Do you like Churchill quotes? The Great Disruption is a veritable compendium. Which makes sense because Gilding, along with Randers, is the author of 2009’s The One-degree War Plan, which argues that in less than ten years we’ll be on a planetary war footing. A war to save civilization. Quoting Churchill, and particularly his comment on the “era of procrastination, of half measures, of soothing and baffling expedience of delays,” is thus inevitable. The question is if Gilding is right to quote it. Is the “era of procrastination” indeed “coming to its close”?

With unintended irony (he doesn’t seem aware of the phrase’s established religious connotations), Gilding speaks of a coming “great awakening.” Something like a great awakening would indeed be welcome. Because you don’t have to rely on the details of his techno-economic analysis to know that we can still escape from this odd, tragic, civilizational dead-end. The energy transition studies, the agro-ecological research, the financial analyses – they’re all stacking up. We have options, lots of them. The question is if we’re going to take them.

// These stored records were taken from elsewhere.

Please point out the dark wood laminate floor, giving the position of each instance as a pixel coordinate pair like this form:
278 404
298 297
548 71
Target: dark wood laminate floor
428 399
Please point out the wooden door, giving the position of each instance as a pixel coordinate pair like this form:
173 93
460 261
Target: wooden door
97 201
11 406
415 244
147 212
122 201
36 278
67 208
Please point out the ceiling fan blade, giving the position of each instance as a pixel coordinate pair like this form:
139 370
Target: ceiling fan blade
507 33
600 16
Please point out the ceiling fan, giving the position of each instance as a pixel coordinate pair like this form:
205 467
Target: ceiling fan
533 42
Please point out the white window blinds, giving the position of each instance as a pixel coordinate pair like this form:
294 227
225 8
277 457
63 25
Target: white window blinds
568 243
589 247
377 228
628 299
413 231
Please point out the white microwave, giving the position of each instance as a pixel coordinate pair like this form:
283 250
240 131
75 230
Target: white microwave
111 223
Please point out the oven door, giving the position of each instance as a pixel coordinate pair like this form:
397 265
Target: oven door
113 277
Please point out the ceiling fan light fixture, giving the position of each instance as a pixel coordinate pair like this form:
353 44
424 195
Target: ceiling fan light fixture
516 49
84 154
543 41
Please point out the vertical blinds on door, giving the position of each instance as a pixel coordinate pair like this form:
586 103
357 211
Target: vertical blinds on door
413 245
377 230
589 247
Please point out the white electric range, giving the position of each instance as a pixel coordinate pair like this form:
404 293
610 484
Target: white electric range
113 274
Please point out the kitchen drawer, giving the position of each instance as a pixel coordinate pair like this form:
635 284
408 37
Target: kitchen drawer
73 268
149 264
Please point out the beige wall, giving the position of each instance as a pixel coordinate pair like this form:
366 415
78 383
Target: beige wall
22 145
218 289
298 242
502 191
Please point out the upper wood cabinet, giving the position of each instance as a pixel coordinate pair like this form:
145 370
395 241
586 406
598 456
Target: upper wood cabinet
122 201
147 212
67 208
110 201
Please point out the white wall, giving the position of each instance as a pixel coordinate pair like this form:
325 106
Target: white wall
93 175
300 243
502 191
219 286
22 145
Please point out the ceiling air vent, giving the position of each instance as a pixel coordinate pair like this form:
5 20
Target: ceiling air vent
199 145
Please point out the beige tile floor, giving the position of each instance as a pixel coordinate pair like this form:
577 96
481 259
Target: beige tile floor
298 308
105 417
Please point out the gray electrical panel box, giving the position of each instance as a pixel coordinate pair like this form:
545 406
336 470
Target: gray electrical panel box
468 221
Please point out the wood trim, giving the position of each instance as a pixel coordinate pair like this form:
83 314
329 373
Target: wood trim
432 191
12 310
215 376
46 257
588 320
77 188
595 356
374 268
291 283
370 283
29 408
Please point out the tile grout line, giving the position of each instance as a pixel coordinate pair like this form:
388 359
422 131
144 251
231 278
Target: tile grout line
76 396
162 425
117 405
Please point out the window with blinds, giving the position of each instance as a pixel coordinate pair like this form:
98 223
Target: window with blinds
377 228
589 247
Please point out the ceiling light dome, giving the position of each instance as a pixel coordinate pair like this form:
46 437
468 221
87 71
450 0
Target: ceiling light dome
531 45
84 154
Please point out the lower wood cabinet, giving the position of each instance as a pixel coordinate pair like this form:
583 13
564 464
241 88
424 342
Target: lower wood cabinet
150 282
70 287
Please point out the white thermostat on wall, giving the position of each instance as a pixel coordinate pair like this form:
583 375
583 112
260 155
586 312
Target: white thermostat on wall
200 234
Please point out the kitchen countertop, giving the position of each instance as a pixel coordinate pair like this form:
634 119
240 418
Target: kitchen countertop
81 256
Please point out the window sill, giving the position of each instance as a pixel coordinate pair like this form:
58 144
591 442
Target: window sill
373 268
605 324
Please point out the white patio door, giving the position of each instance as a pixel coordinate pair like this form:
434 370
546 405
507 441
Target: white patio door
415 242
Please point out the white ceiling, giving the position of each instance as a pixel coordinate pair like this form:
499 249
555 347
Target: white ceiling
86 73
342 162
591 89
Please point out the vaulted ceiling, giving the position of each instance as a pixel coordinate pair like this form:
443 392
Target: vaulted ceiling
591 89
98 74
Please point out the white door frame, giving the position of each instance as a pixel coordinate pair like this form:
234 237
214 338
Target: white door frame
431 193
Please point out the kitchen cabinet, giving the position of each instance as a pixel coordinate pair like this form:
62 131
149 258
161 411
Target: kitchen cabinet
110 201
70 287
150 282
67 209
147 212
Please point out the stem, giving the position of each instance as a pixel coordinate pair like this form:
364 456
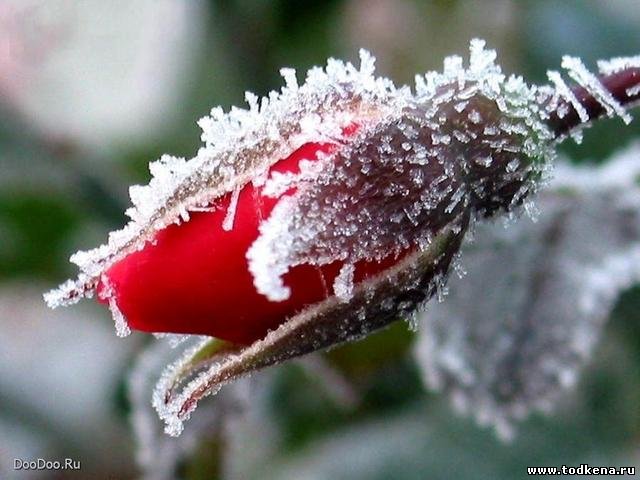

Gilding believes we will, and he tries to make a believable case. He tells a tale in which fossil-energy stocks crash – which is probably a pretty good call, if we set out to not commit civilizational suicide. He speaks matter-of-factly of the end of the international climate deadlock. He goes on at length about the challenges beyond climate stabilization – the limits to growth and all the rest of it – and argues that we’ll happily face them down.

How can he get away with this, and not be laughed off the stage? Because he has a powerful ally, one that even today can protect his honor. That ally is reality. Gilding believes that change will come because it must. Because we’re already burning through the net primary production of 1.4 planets a year. Because the crisis of food production is real. Because slack and inadequate carbon-stabilization targets (like the ones now being pursued) represent only “planning to fail.” Because the crisis is real and “we are slow but not stupid.”

Gilding thinks that, inevitably, the “dam will burst,” and that when it does this world of ours, in which even mild reforms are treated as anathema, will be swept away. It’s the old optimism of “necessity,” of revolution as a sudden reversal of perspective. “When the alternative is catastrophic, the inconceivable rapidly becomes normal,” Gilding writes.

Is this a thin reed? Yup. Which is why The Great Disruption, while refreshing, is ultimately disappointing. What’s wrong with Gilding’s analysis? Simply his belief that since this great disruption must happen, it will happen. The truth is that it could – or it could not. The future isn’t over yet. This may not be particularly encouraging, but it’s what we have.